Auburn University Additive Manufacturing centre gets $3 million funding boost
August 24, 2020

Auburn University Engineering faculty members Nima Shamsaei (left) and Steve Taylor will serve as co-principle investigators on the FAA-funded Additive Manufacturing project (Courtesy Auburn University)
The National Center for Additive Manufacturing Excellence (NCAME) at Auburn University, Alabama, USA, plans to initiate a two-year project focused on improving commercial air travel through the use of metal Additive Manufacturing. The project has been funded by a $3 million grant from the USA’s Federal Aviation Administration (FAA).

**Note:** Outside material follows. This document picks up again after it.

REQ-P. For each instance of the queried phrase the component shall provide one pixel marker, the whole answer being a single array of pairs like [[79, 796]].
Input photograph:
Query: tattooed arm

The project will involve the Additive Manufacturing of metal parts from multiple industrial-scale metal AM machines. According to NCAME, it specifically aims to address issues related to understanding the variability in performance of the same parts made using different machines, as well as how microscopic features in AM parts can affect their overall fatigue and fracture properties.
Both are key areas in the development of the Additive Manufacturing specifications that the FAA eventually wishes to apply in commercial airlines.
“This is what I call the ‘Achilles heel’ of Additive Manufacturing,” said NCAME director Nima Shamsaei, Philpott-WestPoint Stevens Distinguished Associate Professor of Mechanical Engineering. “Such variations make the qualification and certification of AM materials and parts challenging.”
According to the FAA, the partnership is ultimately intended to improve safety by standardising the certification of existing and emerging structural applications of advanced materials, a research area in which NCAME has some expertise, especially in the area of materials for spaceflight components.
Established in 2017 through a public-private partnership between Auburn and NASA, NCAME is also one of the founding partners of the ASTM International Additive Manufacturing Center of Excellence, which aims to close AM standards and workforce gaps.
“By understanding the sources of variability, controlling them, or accounting for them, we can generate more reliable materials data, and more reliable AM products,” stated Shamsaei, who will serve as co-principle investigator (PI) on the project.
Steve Taylor, co-PI and Associate Dean for Research, added, “By teaming our faculty, who are global leaders in research on additively manufactured metal components, with the top engineers and scientists at FAA, we are confident that we can develop new knowledge that will help engineers design safer, more efficient aircraft. Auburn University is honoured to be collaborating with the FAA.”